Metadata-Version: 2.1
Name: ARBOLpy
Version: 0.0.2
Summary: python implementation of ARBOL scRNAseq iterative tiered clustering https://github.com/jo-m-lab/ARBOL
Home-page: https://github.com/jo-m-lab/ARBOLpy
Author: Kyle Kimler, Ruben van Esch
Author-email: kylejkimler@gmail.com
Project-URL: Bug Tracker, https://github.com/jo-m-lab/ARBOLpy/issues
Classifier: Programming Language :: Python :: 3
Classifier: License :: OSI Approved :: MIT License
Classifier: Operating System :: OS Independent
Requires-Python: >=3.8
Description-Content-Type: text/markdown
License-File: LICENSE

# ARBOLpy
python implementation of the R package ARBOL, scRNAseq iterative tiered clustering

![](https://github.com/jo-m-lab/ARBOLpy/blob/main/docs/ARBOLsmall.jpg?raw=true)

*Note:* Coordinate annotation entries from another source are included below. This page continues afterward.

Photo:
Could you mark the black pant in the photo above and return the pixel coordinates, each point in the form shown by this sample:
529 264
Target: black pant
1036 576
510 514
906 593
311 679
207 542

Iteratively cluster single cell datasets using a scanpy anndata object as input. Identifies and uses optimum 
clustering parameters at each tier of clustering. Current build includes SCtransform normalization. 
Outputs QC and visualization plots for each clustering event.  

## Install

By github:
```
pip install git+https://github.com/jo-m-lab/ARBOLpy.git
```

from PyPI
```
pip install arbolpy
```

or clone the repository and source the functions directly from the script
```
git clone https://github.com/jo-m-lab/ARBOLpy.git

import "path/to/cloned/git/repo/ARBOLpy/ARBOL")
```

there is a docker image available with ARBOL and dependencies preinstalled
https://hub.docker.com/r/kkimler/arbolpy

## Recommended Usage

ARBOL was developed and used in the paper, "A treatment-naïve cellular atlas of pediatric Crohn’s disease predicts disease severity and therapeutic response"
Currently, a tutorial is only available for the R version, where the FGID atlas figure is reproduced: 
https://jo-m-lab.github.io/ARBOL/ARBOLtutorial.html

This package is meant as a starting point for the way that we approached clustering and and is meant to be edited/customized through community feedback through users such as yourself!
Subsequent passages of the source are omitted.